If you’re resetting because of a persistent software issue, how to flash a phone covers more drastic options if a standard reset doesn’t fix the problem.
#Bottom Line
Start with Google One backup. Turn it on now if it isn’t already. It covers the essentials for 90% of users with zero extra configuration.
Before any factory reset or phone upgrade, run a manual backup and verify the timestamp before you wipe anything. If you need login states preserved or want a full offline copy, pair Google backup with a one-time ADB or Smart Switch backup to your PC. That combination covers every realistic failure scenario.

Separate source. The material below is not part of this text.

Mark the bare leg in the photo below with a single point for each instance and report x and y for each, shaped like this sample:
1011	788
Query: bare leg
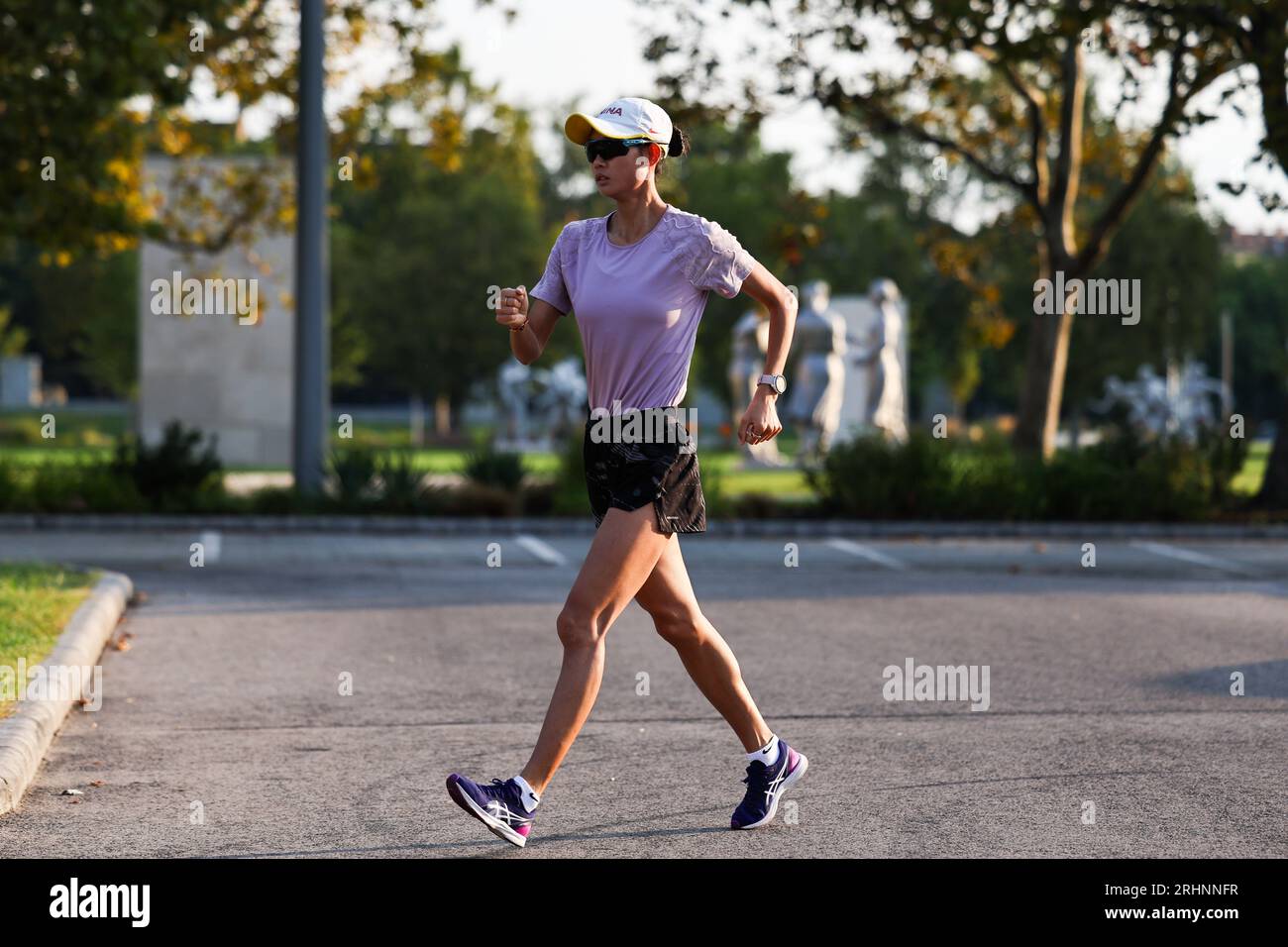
668	596
625	551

#Frequently Asked Questions
#Do I need to root my Android to back up apps?
No rooting needed. Google One, ADB, and Smart Switch all work without it.
#How often does Google automatically back up my Android?
Daily, when your phone is charging and on Wi-Fi overnight. According to Google’s documentation, the maximum gap between automatic backups is 24 hours. If there’s nothing new to sync, the backup completes in under a minute and you won’t notice it running. On our Galaxy S24, the daily incremental backup averaged about 45 seconds.
#Will my app logins transfer when I restore to a new phone?
Some will, some won’t. Google accounts and many social apps (Instagram, Facebook, YouTube) stay logged in after restore. Banking apps, two-factor authenticator apps, and most fintech apps require you to re-authenticate for security reasons. Plan for about 10-15 minutes of re-logging in after restoring to a new device.
#Can I back up Android apps to a USB drive directly?
Not natively. Use ADB to back up to your PC, then move the file to a USB drive. That two-step approach is reliable.
#How long does an Android backup and restore take?
Google backup for a new device with 50-60 apps takes 5-10 minutes. ADB backups run 15-30 minutes for 30-50GB over USB. Restoring via Google takes 10-20 minutes for the initial setup, with apps continuing in the background for up to an hour. On our Pixel 8 restore (58 apps, 12GB), the phone was usable in 15 minutes.
#What happens if I run out of Google Drive storage during backup?
Backups stop. The free tier is 15GB shared across Gmail, Drive, and device backups. Check drive.google.com/settings and delete old device backups from phones you no longer use.
#Does a Google backup include photos and videos?
Photos and videos are backed up by Google Photos, not the device backup. They’re separate services. Make sure Google Photos is also turned on (Settings > Google > Photos) if you want your media backed up. Google Photos backups are counted separately toward your 15GB free storage limit.
#Can I restore a backup to a different Android phone brand?
Yes, Google One backups work across any Android brand. Samsung Smart Switch only works within Samsung’s own devices.